The RCE operates on a point system, and applicants use the Applicant Data Form to track them. Because points can be accumulated in different ways, Harris devised a plan with the help of her CEO that allowed her to work as efficiently as possible. “I think it’s definitely good to have partnerships that can help you get what you need done,” she says. “If you don’t have that support, then it’s either going to be something you do at your own expense or there are going to be opportunities you’re just not going to be able to pursue.”
Juliano received similar support. “I was fortunate that my association does invest in professional development for staff,” he says. “This was one of those options that I was able to utilize as a human resource benefit: They would support me financially and allow me to carve time out of my workweek to study. If you’re going to take the extra step of education, our association is going to support you with that.”
Returning the Favor
Grant recognizes the value of her designations and is keen to support those in her association who wish to further their careers by going after them.
“I encourage all my employees who are managers to pursue their RCE,” she says. “Even if a staff professional does not pursue the full designation, we want our teams to always learn and grow.”
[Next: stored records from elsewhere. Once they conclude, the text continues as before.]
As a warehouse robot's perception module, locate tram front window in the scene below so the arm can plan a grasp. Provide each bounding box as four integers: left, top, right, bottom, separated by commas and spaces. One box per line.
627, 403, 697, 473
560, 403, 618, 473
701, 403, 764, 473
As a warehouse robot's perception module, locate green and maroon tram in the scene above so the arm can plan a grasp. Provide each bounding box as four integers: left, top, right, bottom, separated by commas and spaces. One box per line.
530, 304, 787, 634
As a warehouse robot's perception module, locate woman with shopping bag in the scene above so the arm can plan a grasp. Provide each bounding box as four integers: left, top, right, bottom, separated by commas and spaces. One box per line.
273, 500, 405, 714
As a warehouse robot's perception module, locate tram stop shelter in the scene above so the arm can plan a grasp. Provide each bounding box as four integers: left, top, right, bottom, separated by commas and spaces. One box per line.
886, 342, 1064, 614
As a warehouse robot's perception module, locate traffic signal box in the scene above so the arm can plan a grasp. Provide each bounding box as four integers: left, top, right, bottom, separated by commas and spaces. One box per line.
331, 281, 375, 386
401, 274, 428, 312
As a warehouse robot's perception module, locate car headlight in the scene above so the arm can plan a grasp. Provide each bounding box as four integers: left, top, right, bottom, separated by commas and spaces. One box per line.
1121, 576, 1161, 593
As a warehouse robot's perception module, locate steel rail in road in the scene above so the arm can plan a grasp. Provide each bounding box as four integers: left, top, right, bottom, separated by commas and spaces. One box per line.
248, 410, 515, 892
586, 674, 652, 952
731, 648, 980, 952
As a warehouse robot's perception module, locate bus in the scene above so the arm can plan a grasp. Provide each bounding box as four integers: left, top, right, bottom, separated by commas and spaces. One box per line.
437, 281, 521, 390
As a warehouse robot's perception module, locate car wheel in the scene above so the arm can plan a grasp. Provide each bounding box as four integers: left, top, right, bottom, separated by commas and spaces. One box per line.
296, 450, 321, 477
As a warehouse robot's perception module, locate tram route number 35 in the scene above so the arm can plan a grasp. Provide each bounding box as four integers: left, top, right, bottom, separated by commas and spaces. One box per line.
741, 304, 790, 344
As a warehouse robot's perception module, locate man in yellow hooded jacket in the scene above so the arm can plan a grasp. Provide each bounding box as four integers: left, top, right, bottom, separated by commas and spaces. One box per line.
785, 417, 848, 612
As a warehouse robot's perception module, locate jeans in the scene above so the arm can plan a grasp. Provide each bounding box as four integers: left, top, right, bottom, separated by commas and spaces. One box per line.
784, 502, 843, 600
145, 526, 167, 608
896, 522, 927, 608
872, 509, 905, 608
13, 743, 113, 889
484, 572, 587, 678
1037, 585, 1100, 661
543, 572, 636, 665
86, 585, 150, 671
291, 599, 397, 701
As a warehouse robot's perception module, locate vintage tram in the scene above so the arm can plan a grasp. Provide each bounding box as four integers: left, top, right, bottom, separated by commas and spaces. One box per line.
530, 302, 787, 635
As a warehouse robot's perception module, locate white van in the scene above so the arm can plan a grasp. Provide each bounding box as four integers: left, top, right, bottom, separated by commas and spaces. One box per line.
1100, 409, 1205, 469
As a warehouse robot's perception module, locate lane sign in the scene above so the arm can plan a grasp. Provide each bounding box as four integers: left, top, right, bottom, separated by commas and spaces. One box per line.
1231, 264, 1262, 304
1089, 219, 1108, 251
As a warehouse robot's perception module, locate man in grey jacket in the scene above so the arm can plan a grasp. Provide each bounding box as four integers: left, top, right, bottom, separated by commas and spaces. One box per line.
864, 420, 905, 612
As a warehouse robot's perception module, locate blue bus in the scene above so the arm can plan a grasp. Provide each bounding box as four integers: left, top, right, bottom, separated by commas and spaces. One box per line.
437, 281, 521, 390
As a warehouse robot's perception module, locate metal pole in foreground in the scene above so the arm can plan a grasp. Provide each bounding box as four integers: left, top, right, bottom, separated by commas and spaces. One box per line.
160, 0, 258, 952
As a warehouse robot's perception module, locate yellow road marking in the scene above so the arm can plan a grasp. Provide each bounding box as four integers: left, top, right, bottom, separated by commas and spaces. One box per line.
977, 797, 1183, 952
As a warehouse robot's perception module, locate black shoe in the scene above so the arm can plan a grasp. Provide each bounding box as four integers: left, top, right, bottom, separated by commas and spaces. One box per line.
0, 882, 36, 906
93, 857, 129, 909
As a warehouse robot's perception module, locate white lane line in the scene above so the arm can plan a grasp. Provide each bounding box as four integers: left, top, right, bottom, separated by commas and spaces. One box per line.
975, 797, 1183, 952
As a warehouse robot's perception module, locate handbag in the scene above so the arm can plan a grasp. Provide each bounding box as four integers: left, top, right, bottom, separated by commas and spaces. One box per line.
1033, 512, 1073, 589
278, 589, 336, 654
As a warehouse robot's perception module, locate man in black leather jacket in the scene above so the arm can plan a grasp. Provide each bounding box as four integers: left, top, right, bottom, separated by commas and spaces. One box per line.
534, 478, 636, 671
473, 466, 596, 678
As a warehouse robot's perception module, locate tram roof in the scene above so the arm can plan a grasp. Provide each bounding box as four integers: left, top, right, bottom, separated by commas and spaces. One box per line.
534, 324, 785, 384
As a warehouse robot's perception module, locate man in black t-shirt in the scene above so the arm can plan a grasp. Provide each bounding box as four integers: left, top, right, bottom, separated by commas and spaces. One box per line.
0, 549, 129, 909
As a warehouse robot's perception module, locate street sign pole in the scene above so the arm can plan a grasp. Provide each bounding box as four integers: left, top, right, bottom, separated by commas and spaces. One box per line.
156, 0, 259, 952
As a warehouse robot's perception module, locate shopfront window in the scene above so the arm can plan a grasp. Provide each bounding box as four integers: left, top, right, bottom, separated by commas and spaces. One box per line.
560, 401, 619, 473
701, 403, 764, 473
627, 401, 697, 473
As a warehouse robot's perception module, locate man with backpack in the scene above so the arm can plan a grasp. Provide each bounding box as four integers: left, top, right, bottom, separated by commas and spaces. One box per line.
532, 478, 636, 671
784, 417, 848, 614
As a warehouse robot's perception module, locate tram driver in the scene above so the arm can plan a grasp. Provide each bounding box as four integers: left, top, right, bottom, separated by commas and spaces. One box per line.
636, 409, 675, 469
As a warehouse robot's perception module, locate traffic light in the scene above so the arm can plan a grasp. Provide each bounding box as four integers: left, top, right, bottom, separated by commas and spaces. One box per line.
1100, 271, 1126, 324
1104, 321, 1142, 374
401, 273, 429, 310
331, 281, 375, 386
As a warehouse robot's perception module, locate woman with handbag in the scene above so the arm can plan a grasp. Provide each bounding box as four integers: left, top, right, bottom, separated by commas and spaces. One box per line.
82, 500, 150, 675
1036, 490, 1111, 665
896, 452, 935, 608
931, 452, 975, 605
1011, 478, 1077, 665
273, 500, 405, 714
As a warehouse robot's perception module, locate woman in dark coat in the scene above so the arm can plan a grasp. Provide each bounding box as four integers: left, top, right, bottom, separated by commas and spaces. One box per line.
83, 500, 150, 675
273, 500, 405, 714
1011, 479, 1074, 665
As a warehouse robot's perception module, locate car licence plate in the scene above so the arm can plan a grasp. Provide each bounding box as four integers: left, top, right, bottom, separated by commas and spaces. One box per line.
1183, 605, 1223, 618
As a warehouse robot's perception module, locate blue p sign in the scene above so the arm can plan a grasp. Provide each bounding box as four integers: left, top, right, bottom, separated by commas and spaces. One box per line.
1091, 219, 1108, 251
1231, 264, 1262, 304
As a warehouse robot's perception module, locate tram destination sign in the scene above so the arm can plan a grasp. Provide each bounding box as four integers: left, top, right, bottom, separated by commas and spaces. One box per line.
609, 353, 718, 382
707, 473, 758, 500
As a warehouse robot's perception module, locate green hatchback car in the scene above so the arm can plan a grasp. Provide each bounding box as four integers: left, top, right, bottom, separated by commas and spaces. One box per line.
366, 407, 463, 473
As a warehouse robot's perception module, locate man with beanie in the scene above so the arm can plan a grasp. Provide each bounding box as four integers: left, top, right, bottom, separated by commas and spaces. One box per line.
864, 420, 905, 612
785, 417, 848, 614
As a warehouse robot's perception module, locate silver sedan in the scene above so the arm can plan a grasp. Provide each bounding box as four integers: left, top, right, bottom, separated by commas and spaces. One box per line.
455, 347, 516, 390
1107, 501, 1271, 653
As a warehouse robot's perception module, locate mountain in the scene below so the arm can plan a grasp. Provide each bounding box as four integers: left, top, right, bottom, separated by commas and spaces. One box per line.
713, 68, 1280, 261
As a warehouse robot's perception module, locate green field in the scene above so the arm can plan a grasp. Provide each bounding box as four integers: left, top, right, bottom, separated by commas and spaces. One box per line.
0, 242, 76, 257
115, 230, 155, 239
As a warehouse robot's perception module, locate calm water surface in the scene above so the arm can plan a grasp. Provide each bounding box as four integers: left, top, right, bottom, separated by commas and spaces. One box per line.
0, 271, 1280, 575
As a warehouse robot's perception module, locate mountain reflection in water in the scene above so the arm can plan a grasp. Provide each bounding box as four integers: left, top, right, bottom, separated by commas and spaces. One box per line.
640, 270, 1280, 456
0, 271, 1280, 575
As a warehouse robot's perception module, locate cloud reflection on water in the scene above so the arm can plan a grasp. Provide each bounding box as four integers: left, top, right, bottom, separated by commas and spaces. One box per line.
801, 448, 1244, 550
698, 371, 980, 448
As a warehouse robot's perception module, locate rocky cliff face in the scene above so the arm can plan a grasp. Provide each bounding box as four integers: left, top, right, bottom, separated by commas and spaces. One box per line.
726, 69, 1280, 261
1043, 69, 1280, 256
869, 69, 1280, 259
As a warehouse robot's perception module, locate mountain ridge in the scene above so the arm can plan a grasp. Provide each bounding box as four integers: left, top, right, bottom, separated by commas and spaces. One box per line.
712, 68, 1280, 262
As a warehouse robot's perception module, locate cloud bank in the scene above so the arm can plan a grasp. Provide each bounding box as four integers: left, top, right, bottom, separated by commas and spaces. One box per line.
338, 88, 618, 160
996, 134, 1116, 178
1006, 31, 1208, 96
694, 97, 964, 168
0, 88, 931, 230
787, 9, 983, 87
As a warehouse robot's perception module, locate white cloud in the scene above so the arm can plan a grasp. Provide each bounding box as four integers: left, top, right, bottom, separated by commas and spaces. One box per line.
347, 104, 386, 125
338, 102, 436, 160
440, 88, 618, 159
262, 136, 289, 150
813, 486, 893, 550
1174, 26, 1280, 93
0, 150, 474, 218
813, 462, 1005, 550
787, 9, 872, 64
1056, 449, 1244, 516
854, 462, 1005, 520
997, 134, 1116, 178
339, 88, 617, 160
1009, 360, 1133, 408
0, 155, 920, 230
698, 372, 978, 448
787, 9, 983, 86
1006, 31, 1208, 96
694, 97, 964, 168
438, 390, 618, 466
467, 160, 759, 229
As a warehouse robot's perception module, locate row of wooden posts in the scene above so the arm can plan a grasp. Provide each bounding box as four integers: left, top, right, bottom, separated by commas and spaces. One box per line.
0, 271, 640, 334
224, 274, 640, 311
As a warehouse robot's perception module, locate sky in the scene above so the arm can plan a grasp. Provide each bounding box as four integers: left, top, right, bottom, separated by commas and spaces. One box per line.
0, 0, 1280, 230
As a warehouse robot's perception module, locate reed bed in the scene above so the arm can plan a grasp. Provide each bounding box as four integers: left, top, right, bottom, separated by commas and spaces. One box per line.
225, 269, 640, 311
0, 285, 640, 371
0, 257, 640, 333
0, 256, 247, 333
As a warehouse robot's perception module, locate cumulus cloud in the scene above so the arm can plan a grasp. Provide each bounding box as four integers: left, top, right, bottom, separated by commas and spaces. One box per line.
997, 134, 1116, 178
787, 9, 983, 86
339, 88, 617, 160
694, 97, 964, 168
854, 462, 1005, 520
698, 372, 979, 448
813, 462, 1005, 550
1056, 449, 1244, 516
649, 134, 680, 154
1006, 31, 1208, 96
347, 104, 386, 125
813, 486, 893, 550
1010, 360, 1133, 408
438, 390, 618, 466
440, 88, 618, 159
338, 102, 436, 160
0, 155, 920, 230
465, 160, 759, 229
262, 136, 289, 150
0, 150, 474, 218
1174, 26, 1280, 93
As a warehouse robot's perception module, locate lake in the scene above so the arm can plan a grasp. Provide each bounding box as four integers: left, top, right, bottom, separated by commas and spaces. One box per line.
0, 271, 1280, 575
Mentorship can help. Harris says she has peers and colleagues who come to her for advice on their point strategy. It also helps to know what scholarship programs are available. She encouraged one of her employees to apply for a Florida Realtors® scholarship so he’d be able to attend a state AE workshop that counted toward his RCE points. “It helped to stretch the funds in my budget and take him somewhere else as well, kind of paying forward what my predecessor did for me,” she says.
NAR also offers the Judith Lindenau RCE Scholarship, which covers the application and certification fee.
Making the Investment
Professional development is a key investment in yourself, and one that can have a positive impact on our association.
“I would encourage anybody to speak with their supervisor or their board to see what offerings exist—or could exist—within the association,” Juliano says.
Harris agrees. “Don’t leave opportunities on the table,” she says. “And don’t wait—start working on it now.”